Why? Because the “Whisperers”—Walid Phares’ all too apt epithet for many Middle East/Islamic scholars, or, more appropriately, apologists—have made anathema anyone who dares imply that there may be some sort of connection between Islamic doctrine and modern-day Islamist terrorism, such as in the recent Steven Coughlin debacle. This is a long and all too well known tale for those in the field (see Martin Kramer’s Ivory Towers on Sand: the Failure of Middle Eastern Studies in America).
But consider for a moment: though there are today many Middle East studies departments, one will be sorely pressed to find any courses dealing with the most pivotal and relevant topics of today—such as Islamic jurisprudence and what it has to say about jihad or the concept of Abode of Islam versus the Abode of War—no doubt due to the fact that these topics possess troubling international implications and are best buried. Instead, the would-be student will be inundated with courses dealing with the evils of “Orientalism” and colonialism, gender studies, and civil society.

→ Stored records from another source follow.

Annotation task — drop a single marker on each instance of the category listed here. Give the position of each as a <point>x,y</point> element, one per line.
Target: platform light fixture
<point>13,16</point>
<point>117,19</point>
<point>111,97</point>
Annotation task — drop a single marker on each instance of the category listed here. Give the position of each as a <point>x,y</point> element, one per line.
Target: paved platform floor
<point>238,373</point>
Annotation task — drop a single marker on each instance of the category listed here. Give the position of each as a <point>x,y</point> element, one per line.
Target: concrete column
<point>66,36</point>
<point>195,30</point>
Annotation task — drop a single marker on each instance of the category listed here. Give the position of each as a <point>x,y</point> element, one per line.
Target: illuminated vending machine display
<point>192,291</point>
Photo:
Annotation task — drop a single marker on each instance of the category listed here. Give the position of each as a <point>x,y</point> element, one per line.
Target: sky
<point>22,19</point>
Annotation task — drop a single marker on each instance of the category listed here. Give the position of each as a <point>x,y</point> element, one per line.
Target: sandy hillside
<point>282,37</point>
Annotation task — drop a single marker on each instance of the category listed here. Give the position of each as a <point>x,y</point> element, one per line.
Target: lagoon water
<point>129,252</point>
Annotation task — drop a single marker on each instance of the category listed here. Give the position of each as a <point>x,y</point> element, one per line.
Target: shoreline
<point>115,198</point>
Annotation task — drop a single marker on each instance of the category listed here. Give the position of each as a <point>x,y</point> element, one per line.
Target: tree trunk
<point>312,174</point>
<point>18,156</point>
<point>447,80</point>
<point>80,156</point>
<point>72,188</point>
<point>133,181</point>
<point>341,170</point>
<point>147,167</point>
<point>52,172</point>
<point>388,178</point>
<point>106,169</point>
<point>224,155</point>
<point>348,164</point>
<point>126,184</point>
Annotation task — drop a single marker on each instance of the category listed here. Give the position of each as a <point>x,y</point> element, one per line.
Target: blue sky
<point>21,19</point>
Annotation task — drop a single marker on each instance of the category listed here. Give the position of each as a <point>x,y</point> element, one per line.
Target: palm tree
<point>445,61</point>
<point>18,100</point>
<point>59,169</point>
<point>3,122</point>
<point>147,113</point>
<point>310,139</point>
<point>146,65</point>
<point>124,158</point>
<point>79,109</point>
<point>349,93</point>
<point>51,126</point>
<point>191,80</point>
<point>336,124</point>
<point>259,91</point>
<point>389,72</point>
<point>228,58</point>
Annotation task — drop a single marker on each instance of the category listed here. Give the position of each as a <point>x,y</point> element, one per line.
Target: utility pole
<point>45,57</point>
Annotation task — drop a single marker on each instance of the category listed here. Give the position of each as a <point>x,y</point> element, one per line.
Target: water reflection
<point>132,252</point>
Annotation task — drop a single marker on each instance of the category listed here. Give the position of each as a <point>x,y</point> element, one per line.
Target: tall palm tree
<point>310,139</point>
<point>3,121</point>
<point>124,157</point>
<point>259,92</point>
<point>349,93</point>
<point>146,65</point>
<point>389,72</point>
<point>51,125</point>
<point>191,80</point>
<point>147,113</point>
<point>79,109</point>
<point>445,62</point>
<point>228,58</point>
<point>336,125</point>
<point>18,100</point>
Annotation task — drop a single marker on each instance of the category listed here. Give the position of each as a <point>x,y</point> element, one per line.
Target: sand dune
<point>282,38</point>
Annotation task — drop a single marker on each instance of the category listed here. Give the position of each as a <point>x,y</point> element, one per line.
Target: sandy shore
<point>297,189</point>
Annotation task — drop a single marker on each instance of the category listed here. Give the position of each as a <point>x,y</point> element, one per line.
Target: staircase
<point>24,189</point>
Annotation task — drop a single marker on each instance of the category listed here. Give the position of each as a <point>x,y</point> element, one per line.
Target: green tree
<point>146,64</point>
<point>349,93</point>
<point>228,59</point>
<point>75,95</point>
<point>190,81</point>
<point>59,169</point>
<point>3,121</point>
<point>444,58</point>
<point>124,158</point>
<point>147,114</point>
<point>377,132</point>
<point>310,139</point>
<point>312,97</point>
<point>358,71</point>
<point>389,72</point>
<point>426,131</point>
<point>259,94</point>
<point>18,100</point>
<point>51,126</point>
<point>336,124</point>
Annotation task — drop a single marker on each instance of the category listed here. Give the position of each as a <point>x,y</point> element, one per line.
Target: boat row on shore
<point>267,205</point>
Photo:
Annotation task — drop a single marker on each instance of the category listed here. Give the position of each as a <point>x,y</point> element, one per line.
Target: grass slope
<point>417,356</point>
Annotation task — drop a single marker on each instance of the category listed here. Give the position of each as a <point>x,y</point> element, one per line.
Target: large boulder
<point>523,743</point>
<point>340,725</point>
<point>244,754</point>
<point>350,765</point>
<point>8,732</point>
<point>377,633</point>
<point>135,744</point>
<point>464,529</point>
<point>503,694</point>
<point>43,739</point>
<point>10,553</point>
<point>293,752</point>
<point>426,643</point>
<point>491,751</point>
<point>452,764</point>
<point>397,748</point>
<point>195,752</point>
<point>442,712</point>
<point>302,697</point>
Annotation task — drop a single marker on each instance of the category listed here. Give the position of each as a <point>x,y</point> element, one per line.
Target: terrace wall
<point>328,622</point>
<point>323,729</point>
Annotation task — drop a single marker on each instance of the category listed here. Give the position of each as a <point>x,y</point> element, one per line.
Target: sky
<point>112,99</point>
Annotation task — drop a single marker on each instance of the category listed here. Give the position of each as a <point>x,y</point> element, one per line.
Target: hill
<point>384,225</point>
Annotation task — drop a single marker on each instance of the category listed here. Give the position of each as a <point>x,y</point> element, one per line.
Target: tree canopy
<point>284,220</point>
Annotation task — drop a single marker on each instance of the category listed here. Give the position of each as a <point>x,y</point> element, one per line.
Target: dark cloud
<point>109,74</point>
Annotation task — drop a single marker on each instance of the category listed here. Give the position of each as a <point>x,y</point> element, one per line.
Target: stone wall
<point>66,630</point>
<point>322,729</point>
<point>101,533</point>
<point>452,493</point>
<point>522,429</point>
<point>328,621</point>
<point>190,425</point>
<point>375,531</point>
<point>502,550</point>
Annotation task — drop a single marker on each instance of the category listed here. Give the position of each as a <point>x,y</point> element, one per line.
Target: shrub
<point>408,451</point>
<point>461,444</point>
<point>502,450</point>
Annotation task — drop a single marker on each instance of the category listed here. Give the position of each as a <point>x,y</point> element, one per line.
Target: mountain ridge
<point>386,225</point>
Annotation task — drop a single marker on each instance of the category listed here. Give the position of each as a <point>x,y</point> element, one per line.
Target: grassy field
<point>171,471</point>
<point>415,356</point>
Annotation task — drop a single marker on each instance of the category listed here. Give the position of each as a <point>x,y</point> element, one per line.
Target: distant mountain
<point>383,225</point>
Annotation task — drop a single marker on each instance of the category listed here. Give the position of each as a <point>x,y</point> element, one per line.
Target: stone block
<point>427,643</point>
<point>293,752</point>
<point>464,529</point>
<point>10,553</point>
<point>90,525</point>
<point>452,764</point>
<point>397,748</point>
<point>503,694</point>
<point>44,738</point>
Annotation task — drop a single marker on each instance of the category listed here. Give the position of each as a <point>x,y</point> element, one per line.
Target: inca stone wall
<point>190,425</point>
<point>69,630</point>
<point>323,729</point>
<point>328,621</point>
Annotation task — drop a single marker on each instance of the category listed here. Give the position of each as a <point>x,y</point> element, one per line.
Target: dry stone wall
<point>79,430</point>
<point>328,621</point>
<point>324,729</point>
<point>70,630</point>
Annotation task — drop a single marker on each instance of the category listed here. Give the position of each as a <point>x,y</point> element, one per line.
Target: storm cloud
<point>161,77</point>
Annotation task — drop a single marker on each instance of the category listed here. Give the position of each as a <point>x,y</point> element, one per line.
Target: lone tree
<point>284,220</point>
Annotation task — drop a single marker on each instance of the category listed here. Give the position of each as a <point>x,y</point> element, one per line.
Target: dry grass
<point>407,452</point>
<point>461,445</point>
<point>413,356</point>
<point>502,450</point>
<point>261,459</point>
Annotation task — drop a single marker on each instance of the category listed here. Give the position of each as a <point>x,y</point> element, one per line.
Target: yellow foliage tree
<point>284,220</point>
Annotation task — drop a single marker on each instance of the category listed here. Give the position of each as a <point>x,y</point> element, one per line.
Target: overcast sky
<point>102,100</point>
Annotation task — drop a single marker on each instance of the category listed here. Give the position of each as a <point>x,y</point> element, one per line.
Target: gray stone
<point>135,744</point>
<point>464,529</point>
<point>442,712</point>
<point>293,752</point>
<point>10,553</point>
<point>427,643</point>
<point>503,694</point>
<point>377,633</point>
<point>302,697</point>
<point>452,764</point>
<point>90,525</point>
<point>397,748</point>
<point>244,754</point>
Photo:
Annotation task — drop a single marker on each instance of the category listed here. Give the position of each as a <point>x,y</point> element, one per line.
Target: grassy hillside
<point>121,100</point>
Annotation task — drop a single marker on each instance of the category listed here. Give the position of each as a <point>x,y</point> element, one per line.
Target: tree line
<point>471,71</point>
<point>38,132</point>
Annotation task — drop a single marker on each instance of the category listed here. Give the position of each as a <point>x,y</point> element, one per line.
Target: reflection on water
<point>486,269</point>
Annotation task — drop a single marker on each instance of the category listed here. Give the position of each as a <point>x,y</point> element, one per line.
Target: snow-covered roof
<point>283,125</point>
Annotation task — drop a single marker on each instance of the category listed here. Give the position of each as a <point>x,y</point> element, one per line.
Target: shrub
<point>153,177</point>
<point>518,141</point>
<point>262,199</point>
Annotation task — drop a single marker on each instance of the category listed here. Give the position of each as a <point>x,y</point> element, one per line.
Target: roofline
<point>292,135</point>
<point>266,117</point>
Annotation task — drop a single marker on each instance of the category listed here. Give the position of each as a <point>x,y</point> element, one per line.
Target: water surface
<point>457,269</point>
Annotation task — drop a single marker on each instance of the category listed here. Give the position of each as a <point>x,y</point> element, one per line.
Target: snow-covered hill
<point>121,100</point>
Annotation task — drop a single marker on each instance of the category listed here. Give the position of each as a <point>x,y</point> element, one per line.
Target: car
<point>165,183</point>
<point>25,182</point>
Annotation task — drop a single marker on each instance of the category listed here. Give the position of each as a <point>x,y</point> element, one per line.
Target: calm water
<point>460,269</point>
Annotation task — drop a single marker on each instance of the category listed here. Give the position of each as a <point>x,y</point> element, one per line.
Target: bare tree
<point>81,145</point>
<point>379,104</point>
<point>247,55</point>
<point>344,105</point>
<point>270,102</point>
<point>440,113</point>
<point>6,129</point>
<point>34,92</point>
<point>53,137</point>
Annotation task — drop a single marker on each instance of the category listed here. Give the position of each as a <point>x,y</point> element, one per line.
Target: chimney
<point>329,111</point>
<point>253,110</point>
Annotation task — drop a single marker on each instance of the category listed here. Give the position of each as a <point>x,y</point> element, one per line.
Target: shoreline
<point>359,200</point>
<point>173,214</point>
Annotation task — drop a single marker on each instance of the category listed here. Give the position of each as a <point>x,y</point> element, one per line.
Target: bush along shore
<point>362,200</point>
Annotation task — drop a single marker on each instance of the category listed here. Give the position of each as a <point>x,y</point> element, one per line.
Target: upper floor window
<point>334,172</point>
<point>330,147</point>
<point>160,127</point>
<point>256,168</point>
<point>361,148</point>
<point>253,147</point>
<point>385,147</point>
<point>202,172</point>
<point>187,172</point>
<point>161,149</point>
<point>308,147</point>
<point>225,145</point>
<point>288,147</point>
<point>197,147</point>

The greater irony—when one talks about Islam and the West, ironies often abound—is that, on the very same day of the ASMEA conference, which also contained a forthright address by premiere Islamic scholar Bernard Lewis (“It seems to me a dangerous situation in which any kind of scholarly discussion of Islam is, to say the least, dangerous”), the State Department announced that it had adopted the recommendations of a memo stating that the government should not call Al Qaeda-type radicals “jihadis,” “mujahidin,” or to incorporate any other Arabic word of Islamic connotation (“caliphate,” “Islamo-fascism,” “Salafi,” “Wahhabi,” and “Ummah” are also out).
Alas, far from taking the most basic and simple advice regarding warfare—Sun Tzu’s ancient dictum, “Know thy enemy”—the U.S. government is having difficulties even acknowledging its enemy.